Diagnosis involves a physical exam, review of symptoms, and vascular testing. Ankle-brachial index (ABI) measures blood pressure in the arms and legs to assess blood flow. Doppler ultrasound, magnetic resonance angiography (MRA), or computed tomography angiography (CTA) may visualize arterial narrowing. Blood tests to check cholesterol, glucose, and inflammatory markers may also be performed.

Treatment Options

Treatment focuses on managing symptoms, improving blood flow, and reducing cardiovascular risk. Lifestyle changes include smoking cessation, regular exercise, and a heart-healthy diet. Medications may include cholesterol-lowering drugs (statins), antiplatelet agents (e.g., aspirin), or medications to improve walking distance (e.g., cilostazol). In severe cases, angioplasty, stenting, or bypass surgery may be necessary.

Prognosis and Follow-Up

Prognosis depends on the severity of arterial narrowing and response to treatment. With proper management, symptoms may improve, and progression can be slowed. Regular follow-up with a healthcare provider is essential to monitor for complications and adjust treatment as needed.

Complications

  • Severe pain at rest (critical limb ischemia)
  • Non-healing ulcers or gangrene
  • Amputation (in advanced cases)
  • Increased risk of heart attack or stroke

Lifestyle & Prevention

  • Quit smoking and avoid tobacco products.
  • Engage in regular physical activity (e.g., walking) to improve circulation.
  • Maintain a balanced diet low in saturated fats, trans fats, and sodium.
  • Manage blood pressure, cholesterol, and blood sugar levels.
  • Maintain a healthy weight and avoid prolonged sitting.

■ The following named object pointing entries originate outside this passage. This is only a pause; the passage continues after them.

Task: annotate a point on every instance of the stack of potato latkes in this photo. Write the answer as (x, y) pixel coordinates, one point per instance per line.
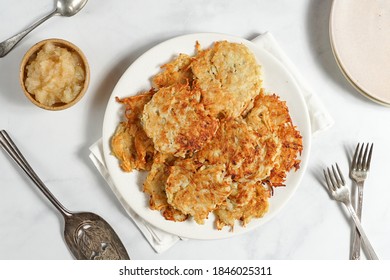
(210, 137)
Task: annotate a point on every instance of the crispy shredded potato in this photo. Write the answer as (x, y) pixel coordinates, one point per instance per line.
(210, 138)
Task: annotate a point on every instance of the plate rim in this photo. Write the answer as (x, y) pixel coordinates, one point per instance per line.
(347, 75)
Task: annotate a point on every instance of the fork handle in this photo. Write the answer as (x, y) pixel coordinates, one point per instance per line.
(370, 250)
(356, 245)
(13, 151)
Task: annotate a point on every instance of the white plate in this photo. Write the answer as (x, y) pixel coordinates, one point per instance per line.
(137, 78)
(360, 38)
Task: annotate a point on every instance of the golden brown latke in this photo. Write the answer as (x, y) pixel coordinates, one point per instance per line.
(197, 189)
(177, 71)
(271, 115)
(246, 154)
(211, 138)
(176, 121)
(154, 186)
(247, 201)
(133, 148)
(229, 77)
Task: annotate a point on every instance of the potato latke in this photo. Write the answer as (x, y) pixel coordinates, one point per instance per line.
(210, 138)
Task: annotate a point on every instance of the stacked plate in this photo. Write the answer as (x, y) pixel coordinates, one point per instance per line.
(360, 38)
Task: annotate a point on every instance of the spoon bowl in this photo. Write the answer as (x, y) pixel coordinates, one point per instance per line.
(66, 8)
(88, 236)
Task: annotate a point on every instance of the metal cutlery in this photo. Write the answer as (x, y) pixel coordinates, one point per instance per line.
(336, 186)
(360, 168)
(88, 236)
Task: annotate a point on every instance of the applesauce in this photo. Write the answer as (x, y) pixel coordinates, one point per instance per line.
(54, 75)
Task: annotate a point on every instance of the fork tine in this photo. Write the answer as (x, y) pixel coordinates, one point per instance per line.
(368, 161)
(364, 159)
(355, 156)
(340, 174)
(330, 180)
(360, 158)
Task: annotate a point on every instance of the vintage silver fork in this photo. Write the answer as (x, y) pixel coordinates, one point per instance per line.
(336, 185)
(359, 171)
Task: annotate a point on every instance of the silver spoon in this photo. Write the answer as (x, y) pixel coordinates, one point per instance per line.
(88, 236)
(65, 8)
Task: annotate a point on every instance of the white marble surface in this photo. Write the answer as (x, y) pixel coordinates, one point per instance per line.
(113, 34)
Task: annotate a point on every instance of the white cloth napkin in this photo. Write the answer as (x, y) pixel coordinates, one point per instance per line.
(158, 239)
(320, 121)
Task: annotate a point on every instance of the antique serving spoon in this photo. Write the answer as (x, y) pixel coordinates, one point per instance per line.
(88, 236)
(65, 8)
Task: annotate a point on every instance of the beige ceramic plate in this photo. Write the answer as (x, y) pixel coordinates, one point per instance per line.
(360, 37)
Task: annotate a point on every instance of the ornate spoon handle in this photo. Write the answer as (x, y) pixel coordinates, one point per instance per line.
(7, 45)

When to Seek Professional Help

Seek medical attention if you experience persistent leg pain, non-healing sores, or changes in skin color. Prompt evaluation is critical if symptoms worsen or if you develop signs of critical limb ischemia (e.g., severe pain at rest, tissue death).

Tips for Medical Coders

Document the bilateral nature of the condition and intermittent claudication to support code I70.213. Include details on diagnostic testing (e.g., ABI, imaging) and treatment approaches to ensure accurate coding. Note the absence of unilateral or unspecified leg involvement, as this distinguishes I70.213 from related codes.